If the centre is \(O\) and the endpoints are \(A\) and \(B\), then:
\(AB\text{ is a diameter of Circle } O.\)
The diameter divides the circle into two equal semicircles.
2. Relation Between Diameter and Radius
The diameter is exactly twice the radius. If the radius measures how far the boundary is from the centre, the diameter measures the full distance across the circle.
2.1. Formula
\(d = 2r\)
or equivalently:
\(r = \dfrac{d}{2}\)
2.2. Example
If radius \(r = 9\text{ cm}\), then:
\(d = 2r = 2 \times 9 = 18\text{ cm}\)
3. Diameter as the Longest Chord
The diameter is a special type of chord. A chord is any line segment with endpoints on the circle, but:
the diameter is the longest possible chord because it passes through the centre.
3.1. Why It Is the Longest Chord
A chord gets longer as it moves closer to the centre.
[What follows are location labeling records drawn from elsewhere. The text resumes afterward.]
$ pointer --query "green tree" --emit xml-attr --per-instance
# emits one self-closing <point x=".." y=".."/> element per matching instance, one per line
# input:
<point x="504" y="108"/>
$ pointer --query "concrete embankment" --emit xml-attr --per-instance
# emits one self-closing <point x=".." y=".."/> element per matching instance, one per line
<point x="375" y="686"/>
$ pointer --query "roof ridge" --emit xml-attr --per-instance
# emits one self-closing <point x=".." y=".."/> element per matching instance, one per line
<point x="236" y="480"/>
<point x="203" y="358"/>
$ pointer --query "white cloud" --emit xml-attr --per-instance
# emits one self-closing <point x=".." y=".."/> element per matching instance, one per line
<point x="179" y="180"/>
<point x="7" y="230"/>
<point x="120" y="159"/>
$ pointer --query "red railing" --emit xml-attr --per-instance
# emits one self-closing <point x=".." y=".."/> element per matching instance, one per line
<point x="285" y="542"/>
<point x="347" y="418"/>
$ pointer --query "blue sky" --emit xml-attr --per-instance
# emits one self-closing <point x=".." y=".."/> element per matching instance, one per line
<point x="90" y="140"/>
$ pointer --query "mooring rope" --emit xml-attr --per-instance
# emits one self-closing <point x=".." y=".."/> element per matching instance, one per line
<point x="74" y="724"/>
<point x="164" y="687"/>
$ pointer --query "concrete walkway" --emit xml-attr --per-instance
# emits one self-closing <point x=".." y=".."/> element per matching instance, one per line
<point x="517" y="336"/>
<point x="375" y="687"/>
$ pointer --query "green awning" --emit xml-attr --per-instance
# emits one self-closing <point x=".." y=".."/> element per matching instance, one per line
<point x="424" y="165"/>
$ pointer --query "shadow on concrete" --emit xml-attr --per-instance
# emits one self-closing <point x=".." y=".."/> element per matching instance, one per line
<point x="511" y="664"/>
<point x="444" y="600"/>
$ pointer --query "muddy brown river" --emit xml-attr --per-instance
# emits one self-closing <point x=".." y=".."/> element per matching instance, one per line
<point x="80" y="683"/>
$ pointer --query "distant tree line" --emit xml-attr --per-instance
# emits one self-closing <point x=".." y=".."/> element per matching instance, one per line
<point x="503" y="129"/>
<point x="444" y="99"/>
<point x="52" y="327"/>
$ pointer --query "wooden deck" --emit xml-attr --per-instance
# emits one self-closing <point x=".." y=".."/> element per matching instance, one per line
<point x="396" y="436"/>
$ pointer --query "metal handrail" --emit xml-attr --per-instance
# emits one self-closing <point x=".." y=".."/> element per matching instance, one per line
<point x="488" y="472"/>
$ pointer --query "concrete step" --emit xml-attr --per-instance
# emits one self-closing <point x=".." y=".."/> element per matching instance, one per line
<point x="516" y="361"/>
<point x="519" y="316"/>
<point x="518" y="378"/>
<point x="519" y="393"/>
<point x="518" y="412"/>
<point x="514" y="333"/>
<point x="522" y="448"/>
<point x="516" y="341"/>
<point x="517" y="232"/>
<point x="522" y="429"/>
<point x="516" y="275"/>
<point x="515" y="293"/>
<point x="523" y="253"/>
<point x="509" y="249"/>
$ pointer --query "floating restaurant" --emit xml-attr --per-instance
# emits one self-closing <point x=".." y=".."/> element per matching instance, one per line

When a chord passes exactly through the centre, it becomes the diameter, the maximum possible length.
4. Using Diameter in Formulas
The diameter appears in important circle formulas:
4.1. Circumference
\(C = \pi d\)
4.2. Area
\(A = \pi r^2 = \pi \left(\dfrac{d}{2}\right)^2\)
5. Real-Life Understanding
The diameter helps measure how wide a circular object is. Examples include:
- The width of a circular plate.
- The size of a bicycle wheel.
- The width of a round clock or table.
When someone says a pipe is "10 cm wide", they usually mean the diameter.